We assign one of four levels of data processing to each incoming study, depending on anticipated future usage (A*, A, B or C). Data review, privacy assessment, and content checks and validation are critical.
This is a summary of our content and validation checks. See UK Data Archive Data Processing Standards (PDF) for full details.
Quantitative data
Dataset dimension checks
- Level A*: the number of cases and variables are checked against the documentation
- Level A: as for A*
- Level B: as for A*
Metadata checks
- Level A*: the dataset must be comprehensible in itself - i.e. all variables should have variable labels and all categorical variables should have value labels
- Level A: the dataset must be comprehensible in association with the documentation given to users
- Level B: visual checks on quality are undertaken; action is taken for systematic problems
Data validity checks
- Level A*: all categorical variables checked for out-of-range values/wild codes; where possible, interval variables checked for improbable or impossible values; variable and value labels need not be present in the data file as long as they can be found in the documentation
- Level A: as for A*
- Level B: visual checks on quality are undertaken; action is taken for systematic problems
Confidentiality checks
- Level A*, A and B: always undertaken
Metadata enhancements
- Level A*: for online browsing, the following may be added: literal question text, routing information and interviewers' instructions, frequencies and summary statistics, variable groups; bookmarked PDF user guides are produced; additional related resources may be provided on a dedicated web page; additional notes to users are given in the 'Read file'
- Level A: bookmarked PDF user guides are produced; additional related resources may be provided on a dedicated web page; additional notes to users are given in the 'Read file'
- Level B: bookmarked PDF user guides are produced; additional notes to users are given in the 'Read file'
ReShare
- Level B: sample of 30 + 10 per cent of the remaining categorical variables must be checked for out-of-range values/wild codes; sample of 30 + 10 per cent of the remaining suitable interval variables must be checked for improbable or impossible values
Qualitative data
In addition to the levels above, most qualitative data collections are processed to A standard, with a select few being nominated for enhancement to A*. B and C are seldom used, but apply when handling older paper-based studies.
Level A*
- data are fully digitised and anonymised
- metadata and documentation are fully digitised and anonymised
- for online browsing, data are marked up in XML
- enhanced user guide is prepared for QualiBank
Level A
- the dataset must be comprehensible in association with the documentation given to users
- data are fully digitised and anonymised
- metadata and documentation are fully digitised and anonymised
Level B
- data are digitised at least to the level of scanned images and anonymised
- metadata and documentation are digitised at least to the level of scanned images and anonymised
- only major problems with data are resolved
Level C
- no checks are made
- data remain in the format in which they were received
- non-digital collections are not anonymised or digitised and are transferred to another repository
- only a basic catalogue record is created
For level C studies, a minimum of dataset dimension checks and confidentiality checks is carried out, with metadata enhancements as for B studies.
Format translation checks
Check are carried out when converting from:
- the ingested format to our preservation format (tagged or delimited text of defined character set)

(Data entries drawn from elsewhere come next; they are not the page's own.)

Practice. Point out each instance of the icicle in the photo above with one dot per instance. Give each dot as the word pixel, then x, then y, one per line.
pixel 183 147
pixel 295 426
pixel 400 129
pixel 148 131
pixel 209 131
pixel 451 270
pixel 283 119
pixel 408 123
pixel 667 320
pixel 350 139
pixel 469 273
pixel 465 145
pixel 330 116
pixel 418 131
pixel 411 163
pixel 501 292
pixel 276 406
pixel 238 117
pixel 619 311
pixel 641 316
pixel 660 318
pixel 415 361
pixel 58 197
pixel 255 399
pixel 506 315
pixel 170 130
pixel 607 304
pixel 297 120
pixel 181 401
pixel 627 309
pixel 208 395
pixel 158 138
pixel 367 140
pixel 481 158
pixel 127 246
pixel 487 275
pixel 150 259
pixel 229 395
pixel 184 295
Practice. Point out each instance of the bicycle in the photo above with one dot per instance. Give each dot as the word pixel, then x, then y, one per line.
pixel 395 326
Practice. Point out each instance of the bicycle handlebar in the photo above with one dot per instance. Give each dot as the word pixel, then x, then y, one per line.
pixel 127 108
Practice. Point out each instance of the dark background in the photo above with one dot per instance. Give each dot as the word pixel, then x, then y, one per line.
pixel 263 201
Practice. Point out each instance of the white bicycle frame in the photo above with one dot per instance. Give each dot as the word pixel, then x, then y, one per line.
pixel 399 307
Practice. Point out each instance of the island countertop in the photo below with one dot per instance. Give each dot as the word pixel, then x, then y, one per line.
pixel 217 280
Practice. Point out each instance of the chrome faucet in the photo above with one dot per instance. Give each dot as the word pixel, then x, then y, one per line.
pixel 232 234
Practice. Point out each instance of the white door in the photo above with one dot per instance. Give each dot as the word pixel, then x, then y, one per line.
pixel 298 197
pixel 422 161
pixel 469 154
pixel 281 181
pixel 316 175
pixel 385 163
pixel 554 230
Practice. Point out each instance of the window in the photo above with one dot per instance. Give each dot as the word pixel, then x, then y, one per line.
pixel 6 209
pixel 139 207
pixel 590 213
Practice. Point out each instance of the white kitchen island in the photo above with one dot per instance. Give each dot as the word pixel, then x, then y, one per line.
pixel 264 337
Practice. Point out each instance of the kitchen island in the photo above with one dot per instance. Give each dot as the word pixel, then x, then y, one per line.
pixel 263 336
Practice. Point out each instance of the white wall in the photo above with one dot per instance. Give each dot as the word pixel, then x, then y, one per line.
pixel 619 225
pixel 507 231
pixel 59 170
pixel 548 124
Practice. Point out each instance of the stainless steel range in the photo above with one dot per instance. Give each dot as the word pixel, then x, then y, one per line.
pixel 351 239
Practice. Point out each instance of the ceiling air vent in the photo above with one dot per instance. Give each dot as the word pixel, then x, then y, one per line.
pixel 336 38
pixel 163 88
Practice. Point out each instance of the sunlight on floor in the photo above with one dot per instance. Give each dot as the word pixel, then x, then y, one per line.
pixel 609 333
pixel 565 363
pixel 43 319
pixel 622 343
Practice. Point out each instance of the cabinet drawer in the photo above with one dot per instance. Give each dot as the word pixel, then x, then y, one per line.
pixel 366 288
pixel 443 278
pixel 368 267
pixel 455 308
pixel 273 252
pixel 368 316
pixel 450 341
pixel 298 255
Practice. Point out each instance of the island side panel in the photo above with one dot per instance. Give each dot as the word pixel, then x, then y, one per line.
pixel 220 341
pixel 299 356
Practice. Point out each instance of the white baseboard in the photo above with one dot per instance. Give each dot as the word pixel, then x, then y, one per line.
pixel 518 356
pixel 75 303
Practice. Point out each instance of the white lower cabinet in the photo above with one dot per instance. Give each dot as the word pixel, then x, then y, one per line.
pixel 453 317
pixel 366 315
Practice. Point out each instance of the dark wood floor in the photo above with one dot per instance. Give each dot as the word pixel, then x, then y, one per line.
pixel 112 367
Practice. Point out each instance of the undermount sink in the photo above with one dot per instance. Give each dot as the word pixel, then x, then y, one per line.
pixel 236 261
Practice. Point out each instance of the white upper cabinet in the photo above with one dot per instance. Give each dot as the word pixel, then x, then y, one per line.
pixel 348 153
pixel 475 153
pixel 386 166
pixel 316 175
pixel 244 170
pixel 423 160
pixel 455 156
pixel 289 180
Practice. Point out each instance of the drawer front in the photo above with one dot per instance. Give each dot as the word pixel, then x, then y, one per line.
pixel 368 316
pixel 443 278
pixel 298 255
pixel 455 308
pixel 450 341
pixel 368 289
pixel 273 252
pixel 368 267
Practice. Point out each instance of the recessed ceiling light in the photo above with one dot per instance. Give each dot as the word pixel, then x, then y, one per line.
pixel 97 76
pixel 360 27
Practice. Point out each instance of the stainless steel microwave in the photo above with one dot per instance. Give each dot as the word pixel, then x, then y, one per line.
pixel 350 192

- the preservation format to the dissemination formats (Stata and tab delimited text; or MS Excel, MS Access, SIR and SAS)
We use in-house programmes to automate most data format conversions for all levels of processing. These make sure no data or 'internal metadata' (variable and value labels, missing value definitions, variable format information, etc.) are lost beyond any that would occur because of differential data handling limits in specific software formats.
For data formats the following checks below are currently performed manually, but will be replaced by automated checking using the QAMyData tool.
Numbers of rows and cases the same
- Level A* and A: Relevant checks made, problems corrected
- Level B: Relevant checks made, problems corrected
- Level C: Format conversion is not usually undertaken for C standard datasets. C standard is rare, but one of the reasons for it is that the data file cannot be converted from its original format, so normal processing cannot be undertaken. Relevant checks must be made, problems corrected
Number of decimal places the same for numeric formats
- Level A*, A and B: Relevant checks made, problems corrected
String variables not truncated
- Level A*, A and B: Relevant checks made, problems corrected
Date/time variables correctly formatted
- Level A* and A: Relevant checks made, problems corrected
- Level B: Relevant checks made, problems noted in the user 'Read file'
Internal metadata (variable names, variable labels, value labels and definition of missing values) not lost or altered
- Level A* and A: Relevant checks made, problems corrected where possible
- Level B: Relevant checks made, problems noted in the user 'Read file'
Data download validation
For data available via the UK Data Service download system, the names of the zip files include an MD5 checksum. This 32-character string can be used to verify that the file we make available is identical to the one the user downloads.